This is what's happening at my wife's hospital. The "lean team" is responsible for implementing improvement initiatives throughout the hospital. While they're very, very good at these kaizen activities, they have effectively killed any self-initiated improvement work. Doctors, nurses, and staff passively wait for the lean team to turn its focus to their area, and not surprisingly, the pace of improvement is glacial.

Contrast this situation with Quality Bike Parts (QBP), a distributor of bicycle components and products. The company has not only fervently embraced lean at all levels of the organization, they've accomplished the holy grail of embedding lean thinking within the culture. All this while their lean office had precisely one person in it. (It's now up to a whopping two people.)

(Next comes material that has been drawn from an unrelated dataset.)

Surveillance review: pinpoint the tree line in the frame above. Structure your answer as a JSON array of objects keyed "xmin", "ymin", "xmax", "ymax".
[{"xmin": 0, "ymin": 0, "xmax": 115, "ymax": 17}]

Nick Graham, the Director of Continuous Improvement, explains that QBP doesn't need people in an office to drive lean throughout the company; they need people on the floor who have the skills to do that. So for each project, Nick enlists a few people within the relevant department to lead the effort. Nick serves as a resource for them, but the people in the department do all the work. The result is tremendous growth in individual problem solving skills, the planting of lean thinking into the company culture, and the creation of a deep bench of people who can -- and do -- pitch in to help other departments with their projects.

Which do you want: the Johnny Appleseed approach, spreading lean seeds that will sprout and bear fruit far and wide throughout the company? Or the Monsanto "terminator seed" approach of Lean Six Sigma Black Belts who parachute in to save the day, but in so doing compromise the learning potential of the company?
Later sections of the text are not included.